Either way, Russia is determined to regain its space honor and visit the moon for the first time. And their aim is not to simply copy their American "comrades," but to transform our lunar neighbor into something a bit more productive.
(Reuters) "It is time to think about industrial development of the moon. We are sometimes criticized for making such suggestions too early," Sevastianov was quoted as saying in an interview released on Wednesday.
But it is time to do this given the limits to natural reserves on Earth and the pace of civilization's progress. Nor can we dismiss the idea of outsourcing harmful industries into space." [...]
"We can start flying to the moon using the Soyuz ships and those technologies that we already have. As for industrial development, that will be with the new technologies that the Kliper system will give us."
Despite pioneering the final frontier publicly and privately (via Space Adventures) Russia realizes that its moment in history is approaching once again, and that a missed opportunity here could affect its place in solar history for the next century.
Russia's Kliper (view: interactive) could help breathe some life back into its space program, which has not had much success after the Americans beat them to the moon during the Apollo era. Hopefully our Russian friends can return not only to the heavens but visit the moon itself, as it would be fairly boring having only the Chinese to compete against.
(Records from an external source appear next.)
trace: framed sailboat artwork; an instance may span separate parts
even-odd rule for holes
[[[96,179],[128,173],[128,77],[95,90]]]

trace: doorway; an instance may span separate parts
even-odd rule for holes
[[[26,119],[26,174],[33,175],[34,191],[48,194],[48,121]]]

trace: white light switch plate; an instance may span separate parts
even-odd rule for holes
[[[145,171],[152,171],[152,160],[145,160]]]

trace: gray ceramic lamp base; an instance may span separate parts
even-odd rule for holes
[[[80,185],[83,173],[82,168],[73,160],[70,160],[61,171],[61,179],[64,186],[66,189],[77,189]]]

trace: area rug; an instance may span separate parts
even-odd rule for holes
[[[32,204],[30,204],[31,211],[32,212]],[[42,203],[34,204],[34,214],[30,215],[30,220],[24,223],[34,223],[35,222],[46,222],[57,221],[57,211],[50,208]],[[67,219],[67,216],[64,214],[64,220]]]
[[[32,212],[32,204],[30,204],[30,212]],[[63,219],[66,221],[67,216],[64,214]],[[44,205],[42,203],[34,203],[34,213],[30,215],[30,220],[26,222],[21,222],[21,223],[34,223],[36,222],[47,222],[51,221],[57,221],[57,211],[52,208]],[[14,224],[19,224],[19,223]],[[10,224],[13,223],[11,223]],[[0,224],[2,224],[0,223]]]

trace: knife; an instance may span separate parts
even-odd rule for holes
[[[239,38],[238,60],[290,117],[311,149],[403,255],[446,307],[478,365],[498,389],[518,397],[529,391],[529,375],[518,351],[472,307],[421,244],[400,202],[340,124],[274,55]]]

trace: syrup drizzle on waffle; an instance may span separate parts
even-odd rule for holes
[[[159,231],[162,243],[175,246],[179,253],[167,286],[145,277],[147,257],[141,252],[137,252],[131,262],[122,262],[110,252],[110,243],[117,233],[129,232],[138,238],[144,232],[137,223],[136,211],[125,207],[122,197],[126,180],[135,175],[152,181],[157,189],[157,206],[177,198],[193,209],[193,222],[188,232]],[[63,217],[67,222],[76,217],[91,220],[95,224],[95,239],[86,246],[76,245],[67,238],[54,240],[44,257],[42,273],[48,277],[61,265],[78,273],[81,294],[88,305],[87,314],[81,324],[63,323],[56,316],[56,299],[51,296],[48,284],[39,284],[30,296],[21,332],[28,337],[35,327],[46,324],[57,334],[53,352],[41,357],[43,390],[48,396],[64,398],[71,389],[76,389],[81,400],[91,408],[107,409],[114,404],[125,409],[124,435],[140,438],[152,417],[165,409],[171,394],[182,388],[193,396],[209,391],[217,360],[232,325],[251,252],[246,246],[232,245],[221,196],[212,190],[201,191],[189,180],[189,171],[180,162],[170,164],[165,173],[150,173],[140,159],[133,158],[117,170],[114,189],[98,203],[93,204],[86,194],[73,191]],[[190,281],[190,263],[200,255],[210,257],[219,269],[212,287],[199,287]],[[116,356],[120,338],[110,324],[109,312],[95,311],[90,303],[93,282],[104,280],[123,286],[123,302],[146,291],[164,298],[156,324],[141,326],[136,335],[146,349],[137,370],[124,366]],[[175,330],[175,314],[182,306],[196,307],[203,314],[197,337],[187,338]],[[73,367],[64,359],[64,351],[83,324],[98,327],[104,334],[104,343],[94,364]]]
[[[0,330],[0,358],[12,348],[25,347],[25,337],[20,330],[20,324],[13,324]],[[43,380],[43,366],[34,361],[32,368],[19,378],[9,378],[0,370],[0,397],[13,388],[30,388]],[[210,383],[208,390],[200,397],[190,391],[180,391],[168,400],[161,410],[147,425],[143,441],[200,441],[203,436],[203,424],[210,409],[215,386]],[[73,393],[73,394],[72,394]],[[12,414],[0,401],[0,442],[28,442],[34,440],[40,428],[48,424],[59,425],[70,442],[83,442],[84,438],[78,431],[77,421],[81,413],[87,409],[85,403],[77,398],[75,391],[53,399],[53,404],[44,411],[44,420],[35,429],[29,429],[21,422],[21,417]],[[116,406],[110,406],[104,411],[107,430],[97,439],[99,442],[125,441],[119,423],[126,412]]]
Update (4/17): I was informed that the original image posted above was owned in fact by the Russian Space Web and not Luniversalis News.
I am in contact with the owners to see if I can still use this image in the post (with proper credits), although if they desire the image will be removed at their request. ~Darnell
Update (4/17): Anatoly Zak has graciously allowed me to use the image, with proper credit given (of course). Thanks Anatoly!